Handle Multiple Event Types with Confluent Cloud for Apache Flink¶
Confluent Cloud for Apache Flink® provides several ways to work with Kafka topics containing multiple event types. This guide explains how Flink automatically infers and handles different event type patterns, allowing you to query and process mixed event streams effectively.
Overview¶
When working with Kafka topics containing multiple event types, Flink automatically infers table schemas based on the Schema Registry configuration and schema format. The following sections describe the supported approaches in order of recommendation.
Using Schema References¶
Schema references provide the most robust way to handle multiple event types in a single topic. With this approach, you define a main schema that references other schemas, allowing for modular schema management and independent evolution of event types.
For example, consider a topic that combines purchase and pageview events.

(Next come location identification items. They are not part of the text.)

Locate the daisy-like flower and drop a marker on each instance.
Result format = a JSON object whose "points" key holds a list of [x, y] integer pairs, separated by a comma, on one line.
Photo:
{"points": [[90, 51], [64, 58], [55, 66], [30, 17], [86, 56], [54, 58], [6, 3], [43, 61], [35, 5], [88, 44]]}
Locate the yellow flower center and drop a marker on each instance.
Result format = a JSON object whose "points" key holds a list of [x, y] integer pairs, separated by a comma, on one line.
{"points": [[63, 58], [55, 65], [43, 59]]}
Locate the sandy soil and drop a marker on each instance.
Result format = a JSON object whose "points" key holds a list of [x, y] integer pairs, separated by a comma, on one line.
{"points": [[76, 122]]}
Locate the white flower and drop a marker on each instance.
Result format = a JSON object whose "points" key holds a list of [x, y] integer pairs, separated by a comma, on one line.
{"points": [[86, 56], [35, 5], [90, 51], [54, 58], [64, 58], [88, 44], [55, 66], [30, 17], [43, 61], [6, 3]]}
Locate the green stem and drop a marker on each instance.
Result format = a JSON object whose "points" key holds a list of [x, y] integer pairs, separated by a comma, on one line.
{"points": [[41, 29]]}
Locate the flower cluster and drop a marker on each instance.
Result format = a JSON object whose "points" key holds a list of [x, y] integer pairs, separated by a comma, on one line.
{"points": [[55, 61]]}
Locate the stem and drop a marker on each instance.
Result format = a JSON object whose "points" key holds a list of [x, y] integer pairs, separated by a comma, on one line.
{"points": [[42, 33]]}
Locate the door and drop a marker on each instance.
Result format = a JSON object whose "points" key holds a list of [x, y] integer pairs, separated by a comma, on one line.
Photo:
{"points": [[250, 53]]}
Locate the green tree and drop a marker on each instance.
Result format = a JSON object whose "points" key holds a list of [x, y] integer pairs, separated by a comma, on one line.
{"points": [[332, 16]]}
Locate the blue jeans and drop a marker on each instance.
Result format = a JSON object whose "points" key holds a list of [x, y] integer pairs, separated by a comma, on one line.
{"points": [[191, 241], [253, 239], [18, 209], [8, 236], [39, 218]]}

Schema for purchase events.
{ "type":"record", "namespace": "io.confluent.developer.avro", "name":"Purchase", "fields": [ {"name": "item", "type":"string"}, {"name": "amount", "type": "double"}, {"name": "customer_id", "type": "string"} ] }
{ "$schema": "http://json-schema.org/draft-07/schema#", "title": "Purchase", "type": "object", "properties": { "item": { "type": "string" }, "amount": { "type": "number" }, "customer_id": { "type": "string" } }, "required": ["item", "amount", "customer_id"] }
syntax = "proto3"; package io.confluent.developer.proto; message Purchase { string item = 1; double amount = 2; string customer_id = 3; }
Schema for pageview events.
{ "type":"record", "namespace": "io.confluent.developer.avro", "name":"Pageview", "fields": [ {"name": "url", "type":"string"}, {"name": "is_special", "type": "boolean"}, {"name": "customer_id", "type": "string"} ] }
{ "$schema": "http://json-schema.org/draft-07/schema#", "title": "Pageview", "type": "object", "properties": { "url": { "type": "string" }, "is_special": { "type": "boolean" }, "customer_id": { "type": "string" } }, "required": ["url", "is_special", "customer_id"] }
syntax = "proto3"; package io.confluent.developer.proto; message Pageview { string url = 1; bool is_special = 2; string customer_id = 3; }
Combined schema that references both event types:
[ "io.confluent.developer.avro.Purchase", "io.confluent.developer.avro.Pageview" ]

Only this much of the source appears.